Last year? Not so great. Oh, sure, a lot of things went right: We were named the best regional business magazine in the country for the third year in a row and won a passel of other awards. During the worst recession of our lives, we attracted some new clients and made a profit. But sales? If you’ve asked me in person, I’ve already told you: They were down a tad more than 20 percent—better results than at a majority of our peer publications around the country, but not nearly what we wanted. We are glad 2009 is over, and we’re sure you are, too.

Heck, we’re glad the whole decade is over. Did you see that the editors at Time called it “The Decade From Hell?”

They did. One of their writers said it was “the most dispiriting and disillusioning decade Americans have lived through in the post–World War II era.” And why not? The decade started with the 9/11 attack and ended with a financial wipeout. In between, we had anthrax letters, two wars, the near-destruction of New Orleans, the Enron and WorldCom scandals, the Bernie Madoff and Tom Petters schemes, a collapse of house prices, the bankruptcies of Kmart, Circuit City, General Motors, and Chrysler, and the eventual unemployment of 16 million Americans—including some of the people with whom I (and perhaps you) used to work.

You and I probably both know people who believe that taxi drivers often give out trenchant wisdom, but I have never been one of them.

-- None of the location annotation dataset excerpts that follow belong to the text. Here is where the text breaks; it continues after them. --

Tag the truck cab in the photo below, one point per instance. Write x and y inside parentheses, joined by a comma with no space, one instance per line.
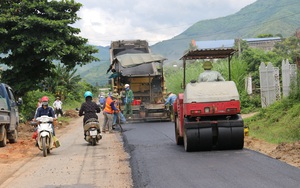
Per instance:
(9,115)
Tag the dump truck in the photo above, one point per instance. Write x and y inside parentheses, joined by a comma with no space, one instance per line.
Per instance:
(207,114)
(133,63)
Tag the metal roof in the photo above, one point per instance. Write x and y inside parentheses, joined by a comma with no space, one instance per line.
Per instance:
(215,44)
(217,53)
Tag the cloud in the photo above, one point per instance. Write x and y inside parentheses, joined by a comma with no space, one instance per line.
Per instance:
(103,21)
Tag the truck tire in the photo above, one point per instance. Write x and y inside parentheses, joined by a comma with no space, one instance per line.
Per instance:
(179,139)
(14,136)
(4,141)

Yes, there are insightful people in all fields, but I have never thought it was any easier for drivers to derive insight from a series of meter-watching passengers than for teenagers to figure out a path through life by listening to songs on the radio.

Nevertheless, an emblematic moment—a short discussion that for me captured the quintessence of 2009—occurred in a New York taxi on the day after Thanksgiving. The driver, Pakistani by birth but a U.S. resident for 35 years, told me that he had been driving for four months. Before that, he had developed small homes, “but I messed up on the last three, and I am doing this because I have to survive.”